Mario-DL commented 1 year ago

Hi @ulongcha,

Thank you for the detailed description. Could you please provide a minimal reproducer for the issue ?

ulongcha commented 1 year ago

@Mario-DL Sorry for delay reply, here is a minimal reproducer for my tcp+Dynamic type. Thank you! tcp_minium.zip

ulongcha commented 1 year ago

Hi @ulongcha,

Thank you for the detailed description. Could you please provide a minimal reproducer for the issue ?

Hi @Mario-DL, I have tried several methods still can not resolve this issue. I first created a participant for discovery and saved the dyntype, then used this dyntype to create a new participant for matching still failed. Then I configure usertraffic and metatraffic in participant qos, still not work. Can you give me some suggestion?

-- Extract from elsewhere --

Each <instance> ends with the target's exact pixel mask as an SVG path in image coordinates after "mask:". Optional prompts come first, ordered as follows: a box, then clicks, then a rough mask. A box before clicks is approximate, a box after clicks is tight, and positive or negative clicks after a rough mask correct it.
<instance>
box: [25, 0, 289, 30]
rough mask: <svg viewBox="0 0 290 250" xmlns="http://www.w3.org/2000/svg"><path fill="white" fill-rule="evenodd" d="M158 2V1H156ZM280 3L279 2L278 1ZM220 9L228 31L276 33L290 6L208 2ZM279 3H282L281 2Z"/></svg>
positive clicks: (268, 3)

ulongcha commented 1 year ago

I debug and find when I create reader in on_type_discover() function, it run to MessageReceiver::associateEndpoint then jump out to my main() function, don't know why.

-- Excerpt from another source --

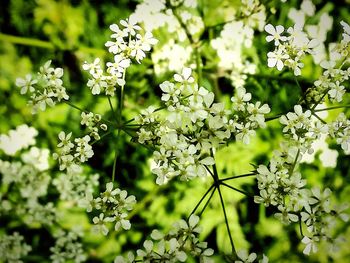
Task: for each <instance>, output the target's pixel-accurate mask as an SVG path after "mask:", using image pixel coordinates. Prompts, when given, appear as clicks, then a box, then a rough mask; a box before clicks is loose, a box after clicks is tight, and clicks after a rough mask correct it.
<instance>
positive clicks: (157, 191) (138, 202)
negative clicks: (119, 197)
mask: <svg viewBox="0 0 350 263" xmlns="http://www.w3.org/2000/svg"><path fill="white" fill-rule="evenodd" d="M166 187H168V184H166V185H162V186H158V185H157V186H156V187H155V189H153V190H152V191H150V192H149V193H148V194H147V195H146V196H145V197H144V198H143V199H142V200H141V201H140V202H137V203H136V205H135V208H134V209H133V210H132V211H131V212H130V213H129V215H128V217H127V219H128V220H130V219H131V218H132V217H134V216H135V215H137V214H138V212H140V211H141V210H143V209H144V208H145V206H146V204H147V203H149V202H151V201H152V200H154V199H155V197H156V196H158V194H159V192H160V191H161V190H163V189H165V188H166Z"/></svg>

void MessageReceiver::associateEndpoint(
        Endpoint* to_add)
{
    std::lock_guard<eprosima::shared_mutex> guard(mtx_); // Here jump out to main()
    if (to_add->getAttributes().endpointKind == WRITER)
    {
        ...
Mario-DL commented 1 year ago

Hi @ulongcha,

Sorry for the delayed response and thanks for the detailed information provided.

The issue has to do with the place where create_datareader() is performed. We do not recommend to create these kind of entities within callbacks (on_type_discovery() in our case) as it may result in an internal deadlock.

Please, find attached a modified version of your reproducer code with a quick fix applied. This is, creating datareader upon type's discovery, in the main thread. I tried it in the master branch (in which the issue was also reproduced) but it should be okay for 2.8.1 and 2.9.0.

We will also modify a couple of examples that may lead to confusion.

tcp_minimum_fix.zip

ulongcha commented 1 year ago

Thank you very much!